Ferkans — Interactive Telecom Tutor

Why OAMP?

In Chapter 20 we saw that AMP is beautiful when it works — it tracks a one-dimensional state-evolution recursion and achieves the Bayes-optimal MSE for i.i.d. Gaussian sensing matrices. But the moment we step outside the i.i.d. regime — to partial Fourier matrices, to Kronecker-structured operators from MIMO and imaging, to any matrix with a non-flat spectrum — AMP diverges, sometimes dramatically. Damping helps but does not cure.

The diagnosis is simple. AMP relies on the Onsager correction to decorrelate the residual from the current estimate, so that the pseudo-observation $\mathbf{r}_t = \mathbf{x} + \tau_t \mathbf{z}_t$ really does look like signal-plus-white-Gaussian-noise. When $\mathbf{A}$ has non-i.i.d. entries, the Onsager correction no longer does this job, and the denoiser is fed a residual with structured correlations.

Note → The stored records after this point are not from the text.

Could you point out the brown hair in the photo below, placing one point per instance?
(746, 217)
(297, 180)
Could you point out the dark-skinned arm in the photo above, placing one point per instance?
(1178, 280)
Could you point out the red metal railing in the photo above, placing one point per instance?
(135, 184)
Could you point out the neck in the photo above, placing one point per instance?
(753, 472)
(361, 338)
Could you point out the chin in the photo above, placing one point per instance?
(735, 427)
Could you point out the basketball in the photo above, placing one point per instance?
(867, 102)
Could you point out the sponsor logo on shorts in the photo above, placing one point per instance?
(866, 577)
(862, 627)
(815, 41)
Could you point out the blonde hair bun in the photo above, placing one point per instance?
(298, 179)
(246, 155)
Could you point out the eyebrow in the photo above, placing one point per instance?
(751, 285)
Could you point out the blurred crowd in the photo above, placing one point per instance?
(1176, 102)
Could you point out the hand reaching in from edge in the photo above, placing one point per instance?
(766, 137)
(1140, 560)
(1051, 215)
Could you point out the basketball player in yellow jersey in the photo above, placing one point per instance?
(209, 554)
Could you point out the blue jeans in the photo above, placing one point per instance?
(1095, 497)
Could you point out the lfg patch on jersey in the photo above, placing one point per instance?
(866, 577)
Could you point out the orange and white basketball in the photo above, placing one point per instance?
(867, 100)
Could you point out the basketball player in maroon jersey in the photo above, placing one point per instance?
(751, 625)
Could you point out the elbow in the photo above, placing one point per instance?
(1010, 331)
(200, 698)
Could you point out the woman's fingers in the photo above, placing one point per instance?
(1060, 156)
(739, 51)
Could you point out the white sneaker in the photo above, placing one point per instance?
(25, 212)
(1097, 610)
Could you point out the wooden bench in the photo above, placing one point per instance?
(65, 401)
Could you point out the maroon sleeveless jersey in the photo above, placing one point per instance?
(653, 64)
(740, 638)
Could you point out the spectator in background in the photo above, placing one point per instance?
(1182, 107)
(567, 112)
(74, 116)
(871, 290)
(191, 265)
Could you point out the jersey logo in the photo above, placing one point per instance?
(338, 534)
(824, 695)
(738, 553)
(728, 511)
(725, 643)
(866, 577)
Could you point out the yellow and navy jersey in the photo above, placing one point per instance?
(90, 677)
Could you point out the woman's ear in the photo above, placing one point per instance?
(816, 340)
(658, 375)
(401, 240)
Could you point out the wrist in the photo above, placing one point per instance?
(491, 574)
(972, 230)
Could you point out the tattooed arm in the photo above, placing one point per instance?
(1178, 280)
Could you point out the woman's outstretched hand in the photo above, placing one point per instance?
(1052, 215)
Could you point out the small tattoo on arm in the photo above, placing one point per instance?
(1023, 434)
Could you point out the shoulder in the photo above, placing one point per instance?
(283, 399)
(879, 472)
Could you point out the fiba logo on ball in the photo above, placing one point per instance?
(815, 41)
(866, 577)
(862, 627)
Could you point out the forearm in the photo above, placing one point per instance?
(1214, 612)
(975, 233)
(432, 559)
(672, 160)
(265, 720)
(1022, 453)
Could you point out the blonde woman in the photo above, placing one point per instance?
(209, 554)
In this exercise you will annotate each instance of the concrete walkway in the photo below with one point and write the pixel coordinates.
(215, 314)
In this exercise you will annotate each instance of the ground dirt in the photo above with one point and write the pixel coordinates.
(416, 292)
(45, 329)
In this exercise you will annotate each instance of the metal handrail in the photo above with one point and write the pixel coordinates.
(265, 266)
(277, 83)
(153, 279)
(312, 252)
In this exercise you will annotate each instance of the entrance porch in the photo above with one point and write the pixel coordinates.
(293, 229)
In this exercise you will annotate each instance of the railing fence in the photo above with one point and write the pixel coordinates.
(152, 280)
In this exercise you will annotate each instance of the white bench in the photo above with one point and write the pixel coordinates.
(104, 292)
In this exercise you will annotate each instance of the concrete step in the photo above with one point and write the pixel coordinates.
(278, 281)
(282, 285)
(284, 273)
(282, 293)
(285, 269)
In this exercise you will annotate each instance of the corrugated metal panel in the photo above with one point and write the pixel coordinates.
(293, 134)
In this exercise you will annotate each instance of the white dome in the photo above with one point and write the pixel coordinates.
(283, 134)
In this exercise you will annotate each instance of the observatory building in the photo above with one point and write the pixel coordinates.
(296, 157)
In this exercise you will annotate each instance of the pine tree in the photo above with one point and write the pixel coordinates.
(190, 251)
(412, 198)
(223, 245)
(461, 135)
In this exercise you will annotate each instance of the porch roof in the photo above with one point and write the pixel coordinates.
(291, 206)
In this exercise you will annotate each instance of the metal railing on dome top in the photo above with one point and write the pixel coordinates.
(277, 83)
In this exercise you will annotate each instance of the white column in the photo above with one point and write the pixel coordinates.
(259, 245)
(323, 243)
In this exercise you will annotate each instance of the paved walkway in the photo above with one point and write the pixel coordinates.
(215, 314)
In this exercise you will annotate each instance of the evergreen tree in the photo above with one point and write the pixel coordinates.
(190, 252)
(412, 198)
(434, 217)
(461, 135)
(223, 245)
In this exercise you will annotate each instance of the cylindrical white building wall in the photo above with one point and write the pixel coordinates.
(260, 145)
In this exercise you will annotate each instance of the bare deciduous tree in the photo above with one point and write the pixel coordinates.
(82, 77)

OAMP (Orthogonal AMP) fixes this by replacing the matched filter $\mathbf{A}^{\mathsf{H}}$ with a divergence-free linear estimator, most naturally the LMMSE filter. The orthogonality between the linear estimation error and the denoising error is enforced directly, rather than approximately. This widens the class of matrices for which the state-evolution analysis is correct — specifically, OAMP is provably correct for the right-rotationally-invariant class, a much larger family than i.i.d. Gaussian.

Definition:
Right-Rotationally-Invariant Matrix Ensemble

A random matrix $\mathbf{A} \in \mathbb{C}^{M \times N}$ is called right-rotationally-invariant (RRI) if its distribution is unchanged by right-multiplication by any deterministic unitary matrix $\mathbf{O} \in \mathbb{C}^{N \times N}$ :

$\mathbf{A} \,\stackrel{d}{=}\, \mathbf{A}\,\mathbf{O} \quad \text{for all unitary } \mathbf{O}.$

Equivalently, writing the SVD as $\mathbf{A} = \mathbf{U}\boldsymbol{\Lambda}\mathbf{V}^{\mathsf{H}}$ , the right singular basis $\mathbf{V}$ is uniformly distributed on the unitary group, independently of the singular values $\{\lambda_i\}$ and of $\mathbf{U}$ .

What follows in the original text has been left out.